Plan ahead with a tour plan:
Get a map for the area of your future backcountry destination. Take time before you leave the comfort of your house to study the terrain on the map. Plan your ski runs and also take notice on the map where avalanche paths exist. Outline a safe ascent route to your objective, as well as an ideal way to descend. Be sure you have alternative descent routes. Doing this, will insure you have safe options. Don’t forget you can also go down the way you came up!
This is a great tool for looking at avalanche terrain, possible ski lines, and future adventures around the world. Instead of reading the comic’s, check out the terrain you plan to ski/ride on Google Earth. You’ll be surprised by how useful this tool is!
Conditions are constantly changing. The stable deep powder snow you had yesterday may no longer exist. Rapid winds, increased temperatures, and other factors can quickly transform the snowpack. Be willing to change your tour plan as conditions might dictate.
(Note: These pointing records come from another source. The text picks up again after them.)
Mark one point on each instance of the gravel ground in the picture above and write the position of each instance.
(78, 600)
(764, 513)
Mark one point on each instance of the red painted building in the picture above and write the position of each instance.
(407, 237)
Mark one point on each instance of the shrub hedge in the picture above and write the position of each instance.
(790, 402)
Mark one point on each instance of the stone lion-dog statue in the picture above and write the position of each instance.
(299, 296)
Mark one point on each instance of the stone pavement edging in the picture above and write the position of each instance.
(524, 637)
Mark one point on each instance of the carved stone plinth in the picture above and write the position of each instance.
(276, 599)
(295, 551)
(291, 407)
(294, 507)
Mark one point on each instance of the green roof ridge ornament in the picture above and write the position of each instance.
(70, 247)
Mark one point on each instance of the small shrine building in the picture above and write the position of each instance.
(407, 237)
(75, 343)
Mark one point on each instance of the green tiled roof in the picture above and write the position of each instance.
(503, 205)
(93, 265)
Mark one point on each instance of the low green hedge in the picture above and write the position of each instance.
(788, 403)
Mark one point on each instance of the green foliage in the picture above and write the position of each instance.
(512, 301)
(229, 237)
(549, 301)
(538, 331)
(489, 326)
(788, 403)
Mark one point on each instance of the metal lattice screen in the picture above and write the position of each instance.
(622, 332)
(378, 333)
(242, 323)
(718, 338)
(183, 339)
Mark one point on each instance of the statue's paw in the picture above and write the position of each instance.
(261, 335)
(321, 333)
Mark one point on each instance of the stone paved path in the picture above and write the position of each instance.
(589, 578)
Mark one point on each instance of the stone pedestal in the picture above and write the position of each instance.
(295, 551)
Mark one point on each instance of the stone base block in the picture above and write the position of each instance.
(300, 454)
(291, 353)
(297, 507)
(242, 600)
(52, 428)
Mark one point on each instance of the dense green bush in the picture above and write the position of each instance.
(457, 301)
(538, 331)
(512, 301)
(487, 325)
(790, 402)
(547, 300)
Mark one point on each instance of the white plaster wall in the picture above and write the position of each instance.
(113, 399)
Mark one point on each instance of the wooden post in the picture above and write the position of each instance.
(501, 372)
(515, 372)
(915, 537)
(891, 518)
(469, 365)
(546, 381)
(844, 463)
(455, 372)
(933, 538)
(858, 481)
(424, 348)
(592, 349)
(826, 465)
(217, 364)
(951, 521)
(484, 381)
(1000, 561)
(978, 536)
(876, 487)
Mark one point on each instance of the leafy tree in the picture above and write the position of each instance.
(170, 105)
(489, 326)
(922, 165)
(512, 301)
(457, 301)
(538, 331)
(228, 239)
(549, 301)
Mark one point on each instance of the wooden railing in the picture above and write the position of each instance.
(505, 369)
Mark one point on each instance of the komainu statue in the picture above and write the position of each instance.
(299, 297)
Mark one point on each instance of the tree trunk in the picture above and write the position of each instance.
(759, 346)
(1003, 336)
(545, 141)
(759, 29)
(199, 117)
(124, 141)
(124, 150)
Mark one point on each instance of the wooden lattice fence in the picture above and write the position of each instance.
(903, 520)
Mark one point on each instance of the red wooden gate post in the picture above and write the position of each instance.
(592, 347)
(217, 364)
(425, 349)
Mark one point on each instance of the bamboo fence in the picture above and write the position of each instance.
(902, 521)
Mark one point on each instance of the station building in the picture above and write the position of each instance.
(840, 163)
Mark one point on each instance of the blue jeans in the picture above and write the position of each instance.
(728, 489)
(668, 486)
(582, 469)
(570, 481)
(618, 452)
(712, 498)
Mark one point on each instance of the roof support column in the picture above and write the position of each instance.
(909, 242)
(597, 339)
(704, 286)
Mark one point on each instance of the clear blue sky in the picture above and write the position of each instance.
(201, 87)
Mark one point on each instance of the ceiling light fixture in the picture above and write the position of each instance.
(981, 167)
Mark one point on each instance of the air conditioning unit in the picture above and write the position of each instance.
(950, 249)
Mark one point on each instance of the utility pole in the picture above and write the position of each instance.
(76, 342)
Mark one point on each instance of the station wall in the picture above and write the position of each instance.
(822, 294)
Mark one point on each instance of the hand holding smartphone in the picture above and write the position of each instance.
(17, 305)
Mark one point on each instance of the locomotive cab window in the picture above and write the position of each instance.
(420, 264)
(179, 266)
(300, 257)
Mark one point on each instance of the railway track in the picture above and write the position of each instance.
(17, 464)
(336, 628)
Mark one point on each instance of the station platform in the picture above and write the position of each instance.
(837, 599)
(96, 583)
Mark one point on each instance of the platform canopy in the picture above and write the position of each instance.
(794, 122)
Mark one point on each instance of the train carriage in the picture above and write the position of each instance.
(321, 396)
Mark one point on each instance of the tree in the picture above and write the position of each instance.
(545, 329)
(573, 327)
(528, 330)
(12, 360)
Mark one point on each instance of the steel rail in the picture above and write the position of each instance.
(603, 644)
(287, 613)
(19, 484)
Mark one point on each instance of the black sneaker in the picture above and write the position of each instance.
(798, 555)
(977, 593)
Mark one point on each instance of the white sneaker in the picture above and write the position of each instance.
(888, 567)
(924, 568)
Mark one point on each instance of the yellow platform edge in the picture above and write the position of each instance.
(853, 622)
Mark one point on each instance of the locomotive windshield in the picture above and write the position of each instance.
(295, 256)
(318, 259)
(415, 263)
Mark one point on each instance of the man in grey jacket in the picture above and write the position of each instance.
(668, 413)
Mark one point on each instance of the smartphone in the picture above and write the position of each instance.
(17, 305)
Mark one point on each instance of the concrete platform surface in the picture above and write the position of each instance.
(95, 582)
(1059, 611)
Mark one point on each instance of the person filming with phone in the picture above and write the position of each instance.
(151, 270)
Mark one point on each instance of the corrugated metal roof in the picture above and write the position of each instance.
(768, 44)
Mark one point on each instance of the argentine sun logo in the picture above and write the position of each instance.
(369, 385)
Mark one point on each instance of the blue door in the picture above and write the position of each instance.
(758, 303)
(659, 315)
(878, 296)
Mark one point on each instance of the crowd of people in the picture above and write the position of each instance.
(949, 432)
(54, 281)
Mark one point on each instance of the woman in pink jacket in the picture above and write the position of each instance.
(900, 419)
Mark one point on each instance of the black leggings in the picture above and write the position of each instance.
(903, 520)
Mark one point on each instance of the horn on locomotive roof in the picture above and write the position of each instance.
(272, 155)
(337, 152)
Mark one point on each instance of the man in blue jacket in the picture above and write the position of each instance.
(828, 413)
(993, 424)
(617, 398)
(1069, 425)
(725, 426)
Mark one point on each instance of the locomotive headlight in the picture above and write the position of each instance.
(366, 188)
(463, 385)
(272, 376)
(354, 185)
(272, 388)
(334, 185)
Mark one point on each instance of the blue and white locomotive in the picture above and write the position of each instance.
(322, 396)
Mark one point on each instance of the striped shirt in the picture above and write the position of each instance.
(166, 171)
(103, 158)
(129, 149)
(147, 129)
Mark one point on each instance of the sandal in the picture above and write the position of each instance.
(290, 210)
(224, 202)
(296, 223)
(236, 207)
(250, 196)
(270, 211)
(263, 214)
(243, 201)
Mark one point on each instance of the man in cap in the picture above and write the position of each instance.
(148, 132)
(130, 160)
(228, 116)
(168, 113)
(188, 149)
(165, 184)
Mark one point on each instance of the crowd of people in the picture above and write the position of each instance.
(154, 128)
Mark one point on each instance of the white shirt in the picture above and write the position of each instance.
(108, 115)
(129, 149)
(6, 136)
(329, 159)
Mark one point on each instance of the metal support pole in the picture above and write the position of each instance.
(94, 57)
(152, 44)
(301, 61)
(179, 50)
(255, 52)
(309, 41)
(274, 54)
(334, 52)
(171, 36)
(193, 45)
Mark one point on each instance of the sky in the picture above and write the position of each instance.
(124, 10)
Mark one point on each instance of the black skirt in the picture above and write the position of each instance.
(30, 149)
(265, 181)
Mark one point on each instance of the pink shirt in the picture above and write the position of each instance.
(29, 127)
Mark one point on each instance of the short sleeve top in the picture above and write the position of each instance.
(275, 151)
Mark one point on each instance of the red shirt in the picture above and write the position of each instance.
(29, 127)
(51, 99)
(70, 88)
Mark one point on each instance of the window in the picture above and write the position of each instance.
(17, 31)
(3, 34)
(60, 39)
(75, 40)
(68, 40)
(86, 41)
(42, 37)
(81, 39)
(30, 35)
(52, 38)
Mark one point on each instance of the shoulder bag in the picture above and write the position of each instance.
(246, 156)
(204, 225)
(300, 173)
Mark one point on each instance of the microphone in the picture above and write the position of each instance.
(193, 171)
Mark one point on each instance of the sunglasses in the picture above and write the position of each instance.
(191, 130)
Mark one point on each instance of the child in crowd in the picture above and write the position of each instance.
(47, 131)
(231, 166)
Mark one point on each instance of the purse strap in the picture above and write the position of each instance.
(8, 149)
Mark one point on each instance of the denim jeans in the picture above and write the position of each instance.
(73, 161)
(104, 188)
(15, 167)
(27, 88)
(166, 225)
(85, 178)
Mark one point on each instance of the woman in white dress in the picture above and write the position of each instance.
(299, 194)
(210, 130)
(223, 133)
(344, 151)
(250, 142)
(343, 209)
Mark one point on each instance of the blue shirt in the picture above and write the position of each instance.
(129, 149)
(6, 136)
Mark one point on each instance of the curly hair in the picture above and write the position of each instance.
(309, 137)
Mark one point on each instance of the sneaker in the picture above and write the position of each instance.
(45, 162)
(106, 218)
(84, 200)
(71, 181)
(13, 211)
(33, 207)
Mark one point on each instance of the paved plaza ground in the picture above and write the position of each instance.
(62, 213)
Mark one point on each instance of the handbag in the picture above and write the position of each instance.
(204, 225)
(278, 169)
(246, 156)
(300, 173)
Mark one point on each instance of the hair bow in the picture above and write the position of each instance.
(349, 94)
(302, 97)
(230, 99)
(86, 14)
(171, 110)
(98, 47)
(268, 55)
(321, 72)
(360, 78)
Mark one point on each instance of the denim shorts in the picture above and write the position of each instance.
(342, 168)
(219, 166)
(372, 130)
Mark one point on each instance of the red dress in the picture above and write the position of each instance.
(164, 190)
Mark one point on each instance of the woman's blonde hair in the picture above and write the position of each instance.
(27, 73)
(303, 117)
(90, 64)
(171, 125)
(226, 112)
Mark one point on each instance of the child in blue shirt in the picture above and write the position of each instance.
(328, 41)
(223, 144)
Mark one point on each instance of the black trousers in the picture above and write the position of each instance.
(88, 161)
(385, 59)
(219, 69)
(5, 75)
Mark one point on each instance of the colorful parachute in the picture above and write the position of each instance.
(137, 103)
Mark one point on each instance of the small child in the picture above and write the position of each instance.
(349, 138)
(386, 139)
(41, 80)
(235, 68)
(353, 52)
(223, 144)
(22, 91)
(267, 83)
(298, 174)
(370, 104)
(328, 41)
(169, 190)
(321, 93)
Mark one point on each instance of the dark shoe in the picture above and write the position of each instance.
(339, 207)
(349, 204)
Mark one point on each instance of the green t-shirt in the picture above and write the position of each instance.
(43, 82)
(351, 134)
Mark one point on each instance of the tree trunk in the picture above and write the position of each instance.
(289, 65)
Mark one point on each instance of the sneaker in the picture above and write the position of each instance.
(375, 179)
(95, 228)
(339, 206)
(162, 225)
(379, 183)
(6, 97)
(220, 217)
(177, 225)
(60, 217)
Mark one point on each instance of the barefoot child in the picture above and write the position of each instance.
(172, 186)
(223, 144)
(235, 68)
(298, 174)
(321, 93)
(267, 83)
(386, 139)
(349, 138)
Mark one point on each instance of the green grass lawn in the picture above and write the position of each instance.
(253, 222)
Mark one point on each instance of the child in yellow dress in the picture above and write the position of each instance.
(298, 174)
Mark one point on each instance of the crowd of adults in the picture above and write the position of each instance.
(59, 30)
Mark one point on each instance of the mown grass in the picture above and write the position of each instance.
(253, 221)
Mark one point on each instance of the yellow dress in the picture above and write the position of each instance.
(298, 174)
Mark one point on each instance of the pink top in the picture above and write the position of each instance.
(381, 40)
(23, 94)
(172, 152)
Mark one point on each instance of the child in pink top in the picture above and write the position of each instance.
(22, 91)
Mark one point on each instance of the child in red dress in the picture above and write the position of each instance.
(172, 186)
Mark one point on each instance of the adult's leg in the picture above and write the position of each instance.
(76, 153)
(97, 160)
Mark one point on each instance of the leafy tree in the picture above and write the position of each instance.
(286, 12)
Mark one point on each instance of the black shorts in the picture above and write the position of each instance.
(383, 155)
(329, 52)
Staying high in the terrain
Staying high in the terrain means to travel on ridge lines and broad shoulders. This travel technique is preferable while ascending uphill. These terrain features should be your preferred line of ascent. Doing this might add an additional 10 minutes to your tour, but it allows for better views of scenery, possible ski lines, and a safer ascent. Try to minimize unnecessary travel in avalanche terrain while ascending.
Avoid terrain traps
Nasty, deadly, and unnecessary. A terrain trap is defined as a terrain feature that can increase the consequences of being caught in an avalanche. Avoid gullies, creek beds, drainages, and abrupt slope transitions where avalanche debris can pile up deeply. Even the small avalanches can leave a victim buried deep in a terrain trap. The gladed slopes that are so fun on a powder day, could also end up being a terrain trap if you are pushed into the trees during an avalanche. A snow slope above trees, crevasse fields, and/or cliffs can also be dangerous. An avalanche course is a great way to learn, practice, and execute these skills. Plan ahead, prepare, and get after it!